This is Ichi Lab from RHEMS Giken. (* Please note that the title TPU is an abbreviation for Tensor Processing Unit and does not mean thermoplastic polyurethane.)
The previous article is here. [For beginners] I tried using the Tensorflow Object Detection API
TensorFlow's Object Detection API (API) is very useful for creating AI for object detection. On the other hand, I think that there are many people who have the following problems.
This time, I would like to take this opportunity to leave a memorandum on how I was able to use Cloud TPU to the extent that I could afford to pay even at the individual level. Using the API the way in this article makes it possible to make GCP's Cloud TPU much cheaper than using it from start to finish.
We hope that it will be of some help to everyone.
From the conclusion, I think the following is the best way to use the API with TPU at the lowest possible price.
Google Colaboratory has been introduced a lot in other articles, so I will omit the details, but
At the cost of getting a great and high-performance environment for free, you may not be able to use the GPU or TPU for a while if you overuse it.
In such a case, if you can prepare a similar environment yourself, it will cost money, but you can save the time to wait until you can use it again.
There is also a nice service called Google Colaboratory Pro for $ 9.99 per month, but at the time of writing this article (2020/06) it is a service only in the United States. I will. (There is another article that I was able to register even from Japan, but there is a possibility of violating the rules, so at my own risk & I have not tried it)
The explanation here is based on the following conditions.
The method introduced here always uses the service of GCP. And with either method, you will definitely be charged for the usage fee of Cloud Storage. For the first time, GCP has a $ 300 free tier, The free tier does not include the TPU usage fee, and there are some restrictions on the free tier of Cloud Storage, so be sure to check the contents yourself before proceeding. (Cloud ML has a free tier, but I haven't tried it)
In order to train using TPU, it must be stored in Cloud Storage.
Here, we will assume that the names are as follows.
Project ID:
gcp-project-123
Bucket name:
my-bucket-123
Don't forget the -m
option if you want to quickly copy from your local PC to your bucket!
Command example to send the folder of the current directory to the bucket with zsh on Mac
gsutil -m cp -r \* gs://my-bucket-123/
The folder structure in the bucket is as follows. (* The following explanation will proceed on the premise of this configuration)
gs://my-bucket-123/
├── models
│ ├── ssd_mobilenet_v1_fpn (Model data of transfer learning source)
│ └── .ckpt and many more
├── data
│ ├── save (Training data storage directory)
│ ├── train (For teacher data storage~ tfrecord)
│ └── val (For data storage for verification~ tfrecord)
├── hoge.config (Config data)
└── tf_label_map.pbtxt (Label data)
This time, I used ssd_mobilenet_v1_fpn_coco as the transfer learning source.

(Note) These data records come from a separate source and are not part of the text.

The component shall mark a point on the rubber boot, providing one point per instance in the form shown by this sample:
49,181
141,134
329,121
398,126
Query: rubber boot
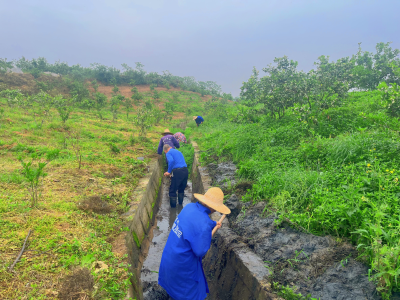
180,198
172,201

In addition, on the page of Tensorflow detection model zoo, there is a ☆ mark on the trained model that supports TPU. It is on.
For the contents of the config, [the above](https://qiita.com/IchiLab/items/fd99bcd92670607f8f9b#%E3%82%B3%E3%83%B3%E3%83%95%E3%82%A3%E3 % 82% B0% E3% 83% 95% E3% 82% A1% E3% 82% A4% E3% 83% AB% E3% 81% AE% E7% B7% A8% E9% 9B% 86) I will omit it because I did it, but Now that the above files are in Cloud Storage, the following items need to be matched accordingly.
fine_tune_checkpoint: "gs://my-bucket-123/models/ssd_mobilenet_v1_fpn/model.ckpt"
label_map_path: "gs://my-bucket-123/tf_label_map.pbtxt"
input_path: "gs://my-bucket-123/data/train/{filename}.tfrecord
input_path: "gs://my-bucket-123/data/val/{filename}.tfrecord
(* How to write the {filename} part is [the above](https://qiita.com/IchiLab/items/fd99bcd92670607f8f9b#%E3%82%B3%E3%83%B3%E3%83%95%E3% 82% A3% E3% 82% B0% E3% 83% 95% E3% 82% A1% E3% 82% A4% E3% 83% AB% E3% 81% AE% E7% B7% A8% E9% 9B% 86))
If you can do it with the free tier, let's do it here. However, as mentioned earlier, Cloud Storage charges will be incurred.
It can be local or container, so once you have git clone
, store it in your Google Drive.
By the way, when I did it with the latest master, there were many troubles such as not being able to do various things that worked well, so The following branches are recommended for me.
git clone -b tf_2_1_reference https://github.com/tensorflow/models.git
Don't forget the coco API.
git clone --depth 1 https://github.com/cocodataset/cocoapi.git
Here, it is assumed that the source code is placed in the following directory.
/content/drive/My Drive/models/research
/content/drive/My Drive/cocoapi/PythonAPI
On your browser, from Google Drive, Select New> Other> Google Colaboratory.
Change the title from "Untitled0.ipynb" to any name you like. (Recommendation)
From the menu above, select "Runtime"-> "Change Runtime Type"-> Specify Hardware Accelerator as "TPU" and "Save". Then select Connect.
First of all, if you can not read the API source, it will not start, so mount it.
from google.colab import drive
drive.mount('/content/drive')
To link with Cloud Storage, set the project with the gcloud command.
from google.colab import auth
auth.authenticate_user()
project_id = 'gcp-project-123'
!gcloud config set project {project_id}
!gsutil ls my-bucket-123
Authentication is similar to Google Drive.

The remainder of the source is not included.